Grilled Tuscan Style Turkey

Grill your turkey this year! Tuscan grilled turkey is rubbed with rosemary and citrus zest, then grilled to golden brown on the outside and juicy on the inside.
Course Main
Cuisine Italian
Prep Time 1 hour 30 minutes
Cook Time 1 hour
Total Time 2 hours 30 minutes
Servings 10 servings
Calories 450kcal
Author Just a Little Bit of Bacon


  • 12-14 lb whole turkey
  • 4-6 tbsp unsalted butter
  • 4 tbsp chopped fresh parsley
  • 1 tbsp chopped fresh thyme
  • 2 tbsp chopped fresh rosemary
  • 2 tsp lemon zest
  • 1 tbsp olive oil


  • NOTE: Prep time depends on whether you need to brine the turkey or not! If you are brining, you will need to begin the day before when you rub the turkey with salt.
  • Butterfly (or spatchcock) the turkey by cutting out the backbone and cracking the breastbone. (See this post for photos.) Reserve the backbone and any trimmings you have for making turkey stock.
  • Loosen the skin over the breast and flatten a tablespoon or two of butter in between the skin and breast meat. Mix together the herbs, lemon zest, and olive oil in a bowl. Rub the turkey all over with the herb mixture and let it rest for 1 hour at room temperature.
  • Preheat the grill. Once the grill is hot, adjust the grill so that it maintains a temperature of around 425F. If you can, make a two level fire so that the outer parts of the grill are hotter than the middle.
  • Transfer the turkey to the grill so that the turkey is skin side up and the breast of the turkey is over the coolest part of the grill. Close the cover and grill the turkey until the breast reaches 150F and the thighs reach 165F. This will take about 1 hour for a 12 lb turkey. At around 20 minutes into the cooking time, melt the remaining butter and use that to baste the turkey 3 or 4 times while the turkey grills.
  • When the turkey is done, transfer it to a cutting board and let it rest for 15-20 minutes before carving.

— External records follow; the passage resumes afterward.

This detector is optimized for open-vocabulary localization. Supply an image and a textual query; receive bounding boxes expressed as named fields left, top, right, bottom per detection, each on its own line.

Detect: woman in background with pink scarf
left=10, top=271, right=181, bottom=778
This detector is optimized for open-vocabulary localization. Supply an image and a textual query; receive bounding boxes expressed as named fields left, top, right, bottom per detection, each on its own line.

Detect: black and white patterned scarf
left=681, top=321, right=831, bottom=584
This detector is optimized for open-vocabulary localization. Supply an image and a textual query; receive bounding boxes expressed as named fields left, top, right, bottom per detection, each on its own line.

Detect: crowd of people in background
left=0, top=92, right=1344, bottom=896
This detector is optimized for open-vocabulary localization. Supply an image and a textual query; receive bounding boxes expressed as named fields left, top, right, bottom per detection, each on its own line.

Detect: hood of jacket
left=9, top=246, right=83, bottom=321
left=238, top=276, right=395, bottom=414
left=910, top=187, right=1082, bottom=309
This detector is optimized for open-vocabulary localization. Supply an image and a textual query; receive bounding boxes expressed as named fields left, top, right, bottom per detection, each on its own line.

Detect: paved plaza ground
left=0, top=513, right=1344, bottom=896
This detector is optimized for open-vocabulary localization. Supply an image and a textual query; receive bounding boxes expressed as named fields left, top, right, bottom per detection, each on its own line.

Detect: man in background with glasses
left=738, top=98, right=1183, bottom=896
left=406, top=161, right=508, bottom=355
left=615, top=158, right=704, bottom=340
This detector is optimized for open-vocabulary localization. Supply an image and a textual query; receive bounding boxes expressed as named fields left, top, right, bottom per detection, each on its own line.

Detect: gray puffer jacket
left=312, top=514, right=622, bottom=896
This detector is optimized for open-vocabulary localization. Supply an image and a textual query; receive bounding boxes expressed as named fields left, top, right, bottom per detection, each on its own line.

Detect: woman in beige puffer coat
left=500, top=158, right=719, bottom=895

Depending on what sort of turkeys you can find in the store, you may or may or may not need to brine. If you have a turkey which has been injected with a brine solution, go right onto rubbing the turkey with herbs. If you have a natural turkey, rub the turkey liberally all over with kosher salt and let it brine for 12-24 hours.
Transferring the turkey to and from the grill can be tricky since there is very little holding the legs to breast. If you have a rack you don't mind using on the grill, you can set up the turkey on the rack and just transfer the rack around. I don't have such a rack so I carefully lifted the turkey onto the grill with my hands and then used a combination of spatulas, tongs, and my daughter to help me transfer the turkey to the serving dish.
I didn't get pictures of the spatchcocking or cutting process; however I do have a link which goes through it step by step. The cutting of the breast meat in particular is useful information and the way we have been doing it for years.
I've found that using a knife to cut along both sides of the backbone before using the shears is very helpful and makes the cutting easier.